ムソーは、くちばしに腫瘍がある鳥や、生殖能力のないネズミ類を見たことがある。
クモの生息数も減ったし、ほとんど姿を消してしまった鳥もいる。
ところが犬の数は増えている。
しかも驚きなのは非常に健康なことだと、ムソーは言う。
チェルノブイリの犬の特徴は、大きくて垂れ下がった耳と、筋肉質のがっちりした体だ。
「自然淘汰を勝ち抜いた種は、より強くてタフだ。この区域にマルチーズやチワワはいないだろう?」と、ヒクソンは言う。

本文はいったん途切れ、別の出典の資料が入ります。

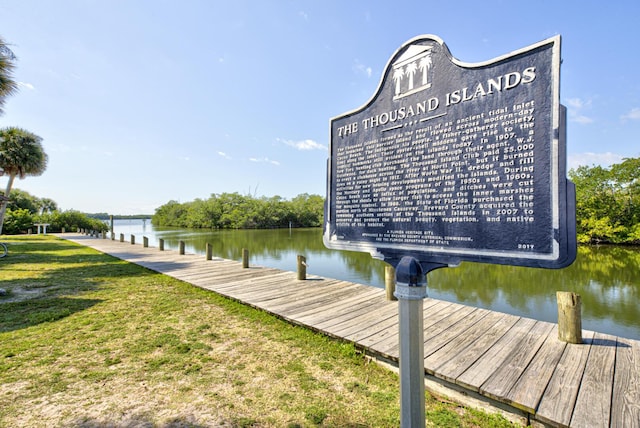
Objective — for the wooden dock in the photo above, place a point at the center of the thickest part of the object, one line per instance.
(513, 363)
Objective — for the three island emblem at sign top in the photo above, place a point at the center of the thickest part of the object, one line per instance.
(411, 71)
(451, 161)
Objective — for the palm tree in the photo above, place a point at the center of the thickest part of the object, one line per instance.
(21, 154)
(7, 85)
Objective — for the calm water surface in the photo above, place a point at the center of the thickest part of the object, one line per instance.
(606, 277)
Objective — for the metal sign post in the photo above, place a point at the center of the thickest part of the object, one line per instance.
(411, 290)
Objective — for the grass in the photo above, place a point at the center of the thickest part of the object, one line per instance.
(87, 340)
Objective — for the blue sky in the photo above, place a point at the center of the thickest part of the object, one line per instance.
(140, 102)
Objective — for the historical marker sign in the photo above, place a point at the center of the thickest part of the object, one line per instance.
(451, 161)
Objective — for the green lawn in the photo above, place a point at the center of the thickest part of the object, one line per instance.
(87, 340)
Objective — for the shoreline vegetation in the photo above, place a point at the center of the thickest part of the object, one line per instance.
(89, 340)
(607, 209)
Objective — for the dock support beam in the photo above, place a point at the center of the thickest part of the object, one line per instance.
(411, 290)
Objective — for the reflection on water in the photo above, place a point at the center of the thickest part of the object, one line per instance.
(607, 278)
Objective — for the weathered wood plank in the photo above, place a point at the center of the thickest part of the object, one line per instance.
(321, 300)
(325, 323)
(337, 307)
(455, 357)
(593, 404)
(503, 379)
(386, 343)
(529, 388)
(439, 333)
(556, 406)
(625, 409)
(386, 329)
(495, 357)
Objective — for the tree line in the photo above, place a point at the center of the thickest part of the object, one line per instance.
(236, 211)
(608, 202)
(23, 210)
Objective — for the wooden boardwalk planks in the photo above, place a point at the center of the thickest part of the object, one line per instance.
(511, 360)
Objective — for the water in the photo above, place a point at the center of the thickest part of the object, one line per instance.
(606, 277)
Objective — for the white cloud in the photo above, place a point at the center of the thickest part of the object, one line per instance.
(360, 68)
(578, 103)
(26, 85)
(265, 160)
(304, 144)
(590, 158)
(581, 119)
(634, 114)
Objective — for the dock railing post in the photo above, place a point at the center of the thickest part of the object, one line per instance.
(390, 282)
(569, 317)
(209, 251)
(302, 267)
(245, 258)
(411, 290)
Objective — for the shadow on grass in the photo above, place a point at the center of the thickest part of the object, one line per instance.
(28, 313)
(44, 280)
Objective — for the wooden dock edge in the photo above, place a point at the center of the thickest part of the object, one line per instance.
(441, 388)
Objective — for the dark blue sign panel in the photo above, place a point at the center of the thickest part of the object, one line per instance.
(452, 161)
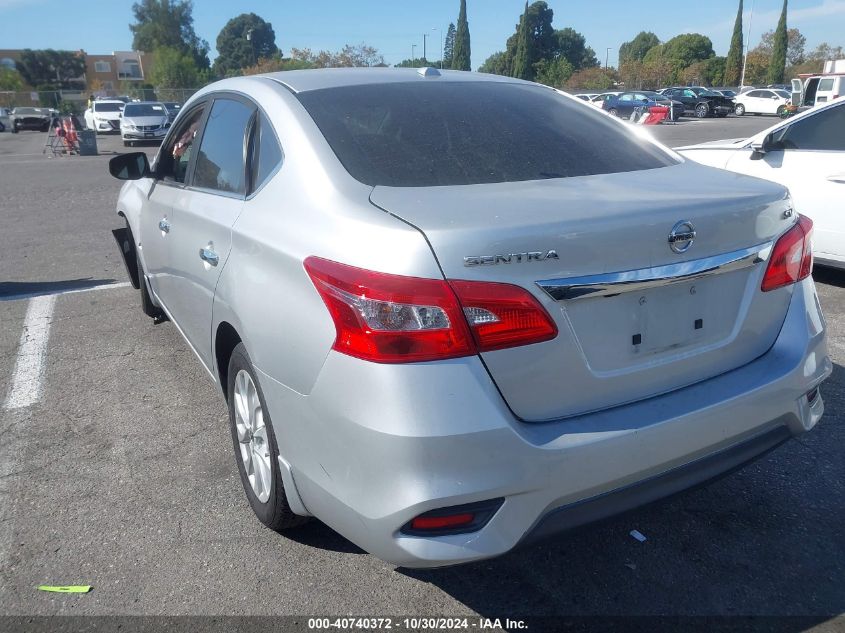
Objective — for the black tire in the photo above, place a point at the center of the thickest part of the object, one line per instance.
(275, 513)
(147, 306)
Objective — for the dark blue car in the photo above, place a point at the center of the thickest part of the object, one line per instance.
(624, 104)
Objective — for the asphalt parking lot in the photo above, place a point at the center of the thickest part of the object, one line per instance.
(116, 467)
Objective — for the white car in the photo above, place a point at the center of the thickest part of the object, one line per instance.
(807, 154)
(586, 96)
(104, 115)
(762, 101)
(144, 121)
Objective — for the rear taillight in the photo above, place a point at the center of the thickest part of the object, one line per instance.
(792, 256)
(394, 319)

ヒクソンは、13年に専門家交流プログラムのボランティアとして初めてチェルノブイリを訪れた。
そのとき路上をうろつく野良犬の数に驚いたという。
その犬たちと地元住民の温かさにほれ込み、16年にパートナーのエリック・カンバリアンとCFFを設立。
ドッグシェルターと動物病院を造って、野良犬たちの保護に当たっている。


クリーン・フューチャーズ。基金では専門家が犬たちの不妊手術やワクチン接種を行っている SEAN GALLUP/GETTY IMAGES

今年に入り、ヒクソン自身もチェルノブイリから子犬を引き取った。
CFFのチームが保護・治療した犬の第2号だったので、ロシア語で2を意味する「ドゥバ」と名付けた。
「本当に美しくて、好奇心の強い子犬だ」とヒクソンは言う。
「すっかり心を奪われてしまった」
CFFは当初、ドゥバを保護して不妊手術をした後、立入禁止区域に戻そうとした。
だが、何度放しても、ドゥバはクリニックに戻ってきてしまった。
「手術室に座って、獣医たちの仕事をじっと見つめている」と、ヒクソンは言う。
「まるで私たちがちゃんと仕事をしているかチェックしているみたいに」
ドゥバは今、シカゴ郊外のヒクソンの両親の家に住んでいる。
「動物は、人間に重要な影響を与える。実際にペットを飼うまで、動物が自分にとってどんなに重要な存在になるか想像するのは難しいと思う。驚くような共生関係が構築される」と、ヒクソンは言う。